Akibat pandemi yang masih melanda kita saat ini, banyak orang mengeluh tentang kesulitan mencari kerja. Bahkan sebelum munculnya pandemi ini pun keluhan itu sudah sering saya dengar. Anehnya, mereka yang mengeluh itu tidak sedikit yang sudah menamatkan S1. Mereka berulang kali memasukkan lamaran ke berbagai instansi tetapi 'pintu selalu tertutup bagi mereka'. Kalaupun mereka berhasil diterima, peran mereka hanya sebagai tenaga honor yang gajinya sangat memprihatinkan.

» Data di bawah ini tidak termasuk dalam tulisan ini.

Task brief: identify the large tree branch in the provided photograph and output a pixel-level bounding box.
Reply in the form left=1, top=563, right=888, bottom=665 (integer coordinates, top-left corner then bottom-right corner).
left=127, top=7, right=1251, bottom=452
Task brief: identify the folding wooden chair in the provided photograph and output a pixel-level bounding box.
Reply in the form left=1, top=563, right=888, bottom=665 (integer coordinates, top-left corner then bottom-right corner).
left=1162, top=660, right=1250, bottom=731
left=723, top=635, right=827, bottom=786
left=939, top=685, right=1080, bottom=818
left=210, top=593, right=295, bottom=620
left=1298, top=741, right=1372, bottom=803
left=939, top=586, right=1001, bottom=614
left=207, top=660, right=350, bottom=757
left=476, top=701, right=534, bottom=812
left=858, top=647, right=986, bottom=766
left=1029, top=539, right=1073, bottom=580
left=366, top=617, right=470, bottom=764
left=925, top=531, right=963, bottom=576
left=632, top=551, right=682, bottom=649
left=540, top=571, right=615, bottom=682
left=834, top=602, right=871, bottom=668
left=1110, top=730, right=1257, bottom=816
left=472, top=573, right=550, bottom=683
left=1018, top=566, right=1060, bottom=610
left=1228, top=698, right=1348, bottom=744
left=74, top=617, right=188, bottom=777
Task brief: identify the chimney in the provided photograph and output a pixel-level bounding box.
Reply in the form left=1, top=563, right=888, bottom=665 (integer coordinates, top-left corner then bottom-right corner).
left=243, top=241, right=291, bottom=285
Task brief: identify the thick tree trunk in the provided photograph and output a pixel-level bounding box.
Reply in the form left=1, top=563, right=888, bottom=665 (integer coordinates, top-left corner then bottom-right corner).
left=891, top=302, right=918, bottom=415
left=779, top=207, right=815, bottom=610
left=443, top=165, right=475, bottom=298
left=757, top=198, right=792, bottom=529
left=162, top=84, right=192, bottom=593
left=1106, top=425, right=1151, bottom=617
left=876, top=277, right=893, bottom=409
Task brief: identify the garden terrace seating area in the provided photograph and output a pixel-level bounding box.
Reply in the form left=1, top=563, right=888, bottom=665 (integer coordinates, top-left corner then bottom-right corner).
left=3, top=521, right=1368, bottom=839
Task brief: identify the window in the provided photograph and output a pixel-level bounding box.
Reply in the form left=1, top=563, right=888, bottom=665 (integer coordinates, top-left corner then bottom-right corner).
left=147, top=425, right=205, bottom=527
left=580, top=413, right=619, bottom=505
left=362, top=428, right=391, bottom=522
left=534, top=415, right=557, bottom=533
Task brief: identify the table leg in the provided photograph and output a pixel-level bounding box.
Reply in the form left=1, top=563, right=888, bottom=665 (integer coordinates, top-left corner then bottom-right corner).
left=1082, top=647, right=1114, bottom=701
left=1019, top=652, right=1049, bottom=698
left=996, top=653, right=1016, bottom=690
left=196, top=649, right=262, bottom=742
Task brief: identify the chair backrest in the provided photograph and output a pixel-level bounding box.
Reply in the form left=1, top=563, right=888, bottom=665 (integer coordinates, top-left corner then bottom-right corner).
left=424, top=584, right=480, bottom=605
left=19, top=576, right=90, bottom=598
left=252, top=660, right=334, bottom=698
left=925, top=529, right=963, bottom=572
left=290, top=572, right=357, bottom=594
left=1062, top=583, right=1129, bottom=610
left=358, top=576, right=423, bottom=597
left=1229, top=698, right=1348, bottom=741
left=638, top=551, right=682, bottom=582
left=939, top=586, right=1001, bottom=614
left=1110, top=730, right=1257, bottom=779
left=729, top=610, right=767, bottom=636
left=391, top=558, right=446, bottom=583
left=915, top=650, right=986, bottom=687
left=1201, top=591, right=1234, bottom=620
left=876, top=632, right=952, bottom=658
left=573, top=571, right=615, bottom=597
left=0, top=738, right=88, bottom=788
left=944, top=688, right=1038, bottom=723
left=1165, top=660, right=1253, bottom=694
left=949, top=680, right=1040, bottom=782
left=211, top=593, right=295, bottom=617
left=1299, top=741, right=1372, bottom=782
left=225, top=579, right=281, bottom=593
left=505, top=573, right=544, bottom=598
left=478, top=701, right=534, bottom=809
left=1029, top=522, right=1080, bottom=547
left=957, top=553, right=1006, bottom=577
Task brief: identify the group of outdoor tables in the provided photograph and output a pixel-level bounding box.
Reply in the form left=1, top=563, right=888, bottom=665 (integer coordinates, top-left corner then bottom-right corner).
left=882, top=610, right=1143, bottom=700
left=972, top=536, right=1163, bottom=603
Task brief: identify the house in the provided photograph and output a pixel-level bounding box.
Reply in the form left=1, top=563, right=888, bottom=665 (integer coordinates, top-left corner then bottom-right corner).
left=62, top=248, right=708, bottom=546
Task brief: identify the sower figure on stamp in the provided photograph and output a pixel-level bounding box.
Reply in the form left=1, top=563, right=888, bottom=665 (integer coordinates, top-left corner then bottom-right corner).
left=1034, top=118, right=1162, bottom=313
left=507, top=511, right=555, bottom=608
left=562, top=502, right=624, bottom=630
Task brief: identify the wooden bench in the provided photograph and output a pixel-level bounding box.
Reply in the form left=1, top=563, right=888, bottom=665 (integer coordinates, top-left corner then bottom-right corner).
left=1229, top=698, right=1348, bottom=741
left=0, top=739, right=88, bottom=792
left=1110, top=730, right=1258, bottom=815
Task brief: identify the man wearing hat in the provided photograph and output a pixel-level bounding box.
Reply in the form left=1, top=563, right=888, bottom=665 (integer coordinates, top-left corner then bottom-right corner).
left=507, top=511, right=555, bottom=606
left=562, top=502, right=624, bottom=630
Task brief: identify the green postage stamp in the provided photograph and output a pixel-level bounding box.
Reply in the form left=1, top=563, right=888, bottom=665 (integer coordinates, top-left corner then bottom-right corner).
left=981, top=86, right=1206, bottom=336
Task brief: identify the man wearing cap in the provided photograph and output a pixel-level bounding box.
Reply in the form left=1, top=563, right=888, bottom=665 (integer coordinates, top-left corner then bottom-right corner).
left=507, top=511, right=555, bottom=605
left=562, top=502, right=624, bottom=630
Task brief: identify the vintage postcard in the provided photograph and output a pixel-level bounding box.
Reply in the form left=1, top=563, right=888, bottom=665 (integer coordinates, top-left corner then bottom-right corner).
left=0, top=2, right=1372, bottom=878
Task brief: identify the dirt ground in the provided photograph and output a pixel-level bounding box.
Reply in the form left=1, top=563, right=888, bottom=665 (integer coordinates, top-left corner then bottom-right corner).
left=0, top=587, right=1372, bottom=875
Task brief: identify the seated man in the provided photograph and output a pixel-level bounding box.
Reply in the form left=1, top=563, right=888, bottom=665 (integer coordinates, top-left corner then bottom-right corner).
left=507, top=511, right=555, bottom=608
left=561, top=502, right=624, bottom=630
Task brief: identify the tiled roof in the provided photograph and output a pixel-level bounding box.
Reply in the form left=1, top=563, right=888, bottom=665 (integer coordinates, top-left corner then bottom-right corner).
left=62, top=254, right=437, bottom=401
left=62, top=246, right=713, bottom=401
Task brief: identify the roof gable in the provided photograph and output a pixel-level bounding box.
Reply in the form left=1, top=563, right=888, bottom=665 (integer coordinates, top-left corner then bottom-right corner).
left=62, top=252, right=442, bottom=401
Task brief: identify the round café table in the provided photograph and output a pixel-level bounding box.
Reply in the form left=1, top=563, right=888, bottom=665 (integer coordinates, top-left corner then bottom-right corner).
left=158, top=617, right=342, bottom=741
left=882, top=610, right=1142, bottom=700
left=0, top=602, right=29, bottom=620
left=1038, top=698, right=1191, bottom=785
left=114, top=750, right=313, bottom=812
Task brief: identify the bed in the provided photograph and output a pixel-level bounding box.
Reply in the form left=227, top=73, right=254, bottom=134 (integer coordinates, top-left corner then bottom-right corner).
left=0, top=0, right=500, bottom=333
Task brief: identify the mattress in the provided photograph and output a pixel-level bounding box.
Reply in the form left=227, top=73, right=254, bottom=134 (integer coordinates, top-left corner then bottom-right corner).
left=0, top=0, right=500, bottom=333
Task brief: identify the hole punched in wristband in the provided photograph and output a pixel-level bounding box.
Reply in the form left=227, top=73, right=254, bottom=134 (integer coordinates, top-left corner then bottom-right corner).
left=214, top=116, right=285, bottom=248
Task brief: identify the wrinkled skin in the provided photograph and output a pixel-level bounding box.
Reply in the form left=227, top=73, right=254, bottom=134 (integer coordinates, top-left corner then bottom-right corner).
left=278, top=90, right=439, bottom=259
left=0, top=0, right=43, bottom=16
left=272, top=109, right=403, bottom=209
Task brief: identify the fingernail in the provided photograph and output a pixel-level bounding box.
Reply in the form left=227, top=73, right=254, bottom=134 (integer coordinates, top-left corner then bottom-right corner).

Barangkali sebenarnya ketiadaan lapangan kerja tidak terjadi kalau saja para sarjana mau memanfaatkan potensi yang dimilikinya untuk usaha mandiri. Lapangan kerja tidak harus berupa instansi yang memungkinkan seorang sarjana bekerja di dalamnya. Kita tahu, lapangan kerja berupa lembaga sangat terbatas. Seorang lulusan sarjana perlu menciptkan lapangan kerjanya sendiri. Sesungguhnya, itulah sasaran pendidikan tinggi yang paling utama yakni bila seorang lulusan sarjana akhirnya bisa memanfaatkan pengetahuannya untuk menghasilkan sesuatu tanpa mesti menghamba pada orang lain. Sudah banyak bekal pengetahuan dan keterampilan yang pernah ia dapatkan saat sekolah. Saatnya memanfaatkan semua itu untuk menghasilkan sesuatu.
Salah satu potensi seorang lulusan sarjana adalah menulis. Seorang sarjana mustahil tidak tahu menulis. Sewaktu di bangku kuliah, ia selalu mendapat tugas menulis dari para dosen dalam bentuk yang macam-macam entah tulisan ilmiah maupun fiksi. Bahkan ia bisa menulis sampai puluhan hingga ratusan halaman dalam bentuk skripsi. Itu bukti paling kuat bahwa seorang sarjana bisa menulis. Ia sudah mempunyai pengalaman awal untuk menulis. Kalau pengalaman awal itu terus dilanjutkan, pasti ia bisa hidup dengan menulis.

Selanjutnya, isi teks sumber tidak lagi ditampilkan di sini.